CEZ, originally scheduled to select a supplier of two new reactors by the end of 2013, said it will delay a decision on the $10 billion project by a year. That will allow the new government to update the national energy strategy and negotiate a power-purchase agreement with CEZ, Barbora Pulpanova, a spokeswoman, said today, citing board member Pavel Cyrani.
The Prague-based utility intends to add capacity at Temelin to replace aging generators at other atomic and coal-fed plants. Since CEZ conceived the plan, which it describes as the largest investment in recent Czech history, power prices have fallen, leading to protracted talks with the two bidders Westinghouse Electric Co. and a Russian-Czech group led by Rosatom Corp.

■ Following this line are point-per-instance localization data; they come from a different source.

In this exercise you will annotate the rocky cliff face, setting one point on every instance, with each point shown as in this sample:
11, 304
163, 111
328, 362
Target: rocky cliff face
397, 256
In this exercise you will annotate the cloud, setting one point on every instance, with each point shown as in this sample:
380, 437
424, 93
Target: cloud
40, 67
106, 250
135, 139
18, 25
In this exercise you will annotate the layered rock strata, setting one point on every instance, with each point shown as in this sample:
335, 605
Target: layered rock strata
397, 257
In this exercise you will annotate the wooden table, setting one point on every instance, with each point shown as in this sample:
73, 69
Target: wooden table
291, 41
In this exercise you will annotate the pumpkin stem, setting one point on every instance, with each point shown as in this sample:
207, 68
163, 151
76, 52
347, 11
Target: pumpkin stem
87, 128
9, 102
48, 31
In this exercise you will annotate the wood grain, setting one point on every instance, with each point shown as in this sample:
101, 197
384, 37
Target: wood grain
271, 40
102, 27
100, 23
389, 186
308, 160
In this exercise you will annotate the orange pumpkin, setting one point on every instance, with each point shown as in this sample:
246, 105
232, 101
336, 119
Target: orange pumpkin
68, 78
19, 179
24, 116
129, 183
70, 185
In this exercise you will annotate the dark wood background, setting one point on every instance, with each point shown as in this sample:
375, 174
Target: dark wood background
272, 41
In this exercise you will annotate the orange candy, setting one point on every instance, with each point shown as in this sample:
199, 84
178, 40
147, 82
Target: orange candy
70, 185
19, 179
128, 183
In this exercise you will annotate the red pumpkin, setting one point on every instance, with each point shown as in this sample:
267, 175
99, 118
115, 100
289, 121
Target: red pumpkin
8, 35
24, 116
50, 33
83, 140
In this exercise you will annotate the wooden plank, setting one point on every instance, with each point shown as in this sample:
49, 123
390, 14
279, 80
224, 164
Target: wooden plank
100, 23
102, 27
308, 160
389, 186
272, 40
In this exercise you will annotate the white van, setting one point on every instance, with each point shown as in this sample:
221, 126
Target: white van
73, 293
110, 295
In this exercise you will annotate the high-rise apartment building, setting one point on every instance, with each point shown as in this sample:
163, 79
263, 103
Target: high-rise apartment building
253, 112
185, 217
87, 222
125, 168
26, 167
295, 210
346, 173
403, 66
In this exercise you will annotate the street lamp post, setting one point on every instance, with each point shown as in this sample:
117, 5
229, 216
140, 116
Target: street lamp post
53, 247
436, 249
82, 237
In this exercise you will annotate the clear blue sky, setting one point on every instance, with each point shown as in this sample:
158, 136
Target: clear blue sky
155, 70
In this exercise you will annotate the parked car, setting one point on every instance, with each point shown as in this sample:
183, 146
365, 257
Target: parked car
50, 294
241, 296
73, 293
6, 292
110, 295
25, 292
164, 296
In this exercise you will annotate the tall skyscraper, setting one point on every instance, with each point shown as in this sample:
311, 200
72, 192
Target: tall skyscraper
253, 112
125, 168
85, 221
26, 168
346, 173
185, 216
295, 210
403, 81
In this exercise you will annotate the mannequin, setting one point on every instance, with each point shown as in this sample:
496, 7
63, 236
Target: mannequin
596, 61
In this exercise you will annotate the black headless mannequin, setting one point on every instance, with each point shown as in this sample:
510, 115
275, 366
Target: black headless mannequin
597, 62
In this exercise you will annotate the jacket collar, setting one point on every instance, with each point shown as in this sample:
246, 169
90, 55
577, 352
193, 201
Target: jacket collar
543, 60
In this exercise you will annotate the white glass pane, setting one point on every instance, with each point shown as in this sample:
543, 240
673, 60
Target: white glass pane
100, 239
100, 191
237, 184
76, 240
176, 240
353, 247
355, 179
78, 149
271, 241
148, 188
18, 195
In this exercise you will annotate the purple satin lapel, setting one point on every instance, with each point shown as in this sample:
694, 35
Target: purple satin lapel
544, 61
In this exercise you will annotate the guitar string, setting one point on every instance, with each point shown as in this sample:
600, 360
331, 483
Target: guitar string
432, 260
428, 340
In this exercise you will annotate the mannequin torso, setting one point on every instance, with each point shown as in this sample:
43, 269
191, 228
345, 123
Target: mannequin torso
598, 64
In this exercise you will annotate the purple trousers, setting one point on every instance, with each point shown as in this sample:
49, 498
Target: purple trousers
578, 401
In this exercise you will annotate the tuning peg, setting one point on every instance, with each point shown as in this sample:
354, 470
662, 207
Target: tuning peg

“An interim government shouldn’t decide on such a huge project,” said Bohumil Trampota, an analyst at J&T Banka in Prague. “This problem should be dealt with by a government with a clear political mandate.”
Prime Minister Petr Necas’s administration collapsed in June under the weight of a scandal over spying and bribery allegations. It was replaced by an interim government appointed by the president, which is awaiting parliamentary approval. The next regular elections are scheduled for May 2014.
Building new reactors at Temelin “makes no sense” in the current political and economic environment, where electricity prices hover near a record-low and demand has dropped, Trampota said. CEZ needs 70 euros a megawatt-hour to make a profit at the Temelin project, he said. Czech prices are based on the market in Germany, where year-ahead power is trading at 37.45 euros a megawatt-hour.
“This is the wisest decision for CEZ,” said Josef Nemy, an energy analyst at Komercni Banka AS in Prague. “The management clearly doesn’t want to make such a decision without the political guarantee.”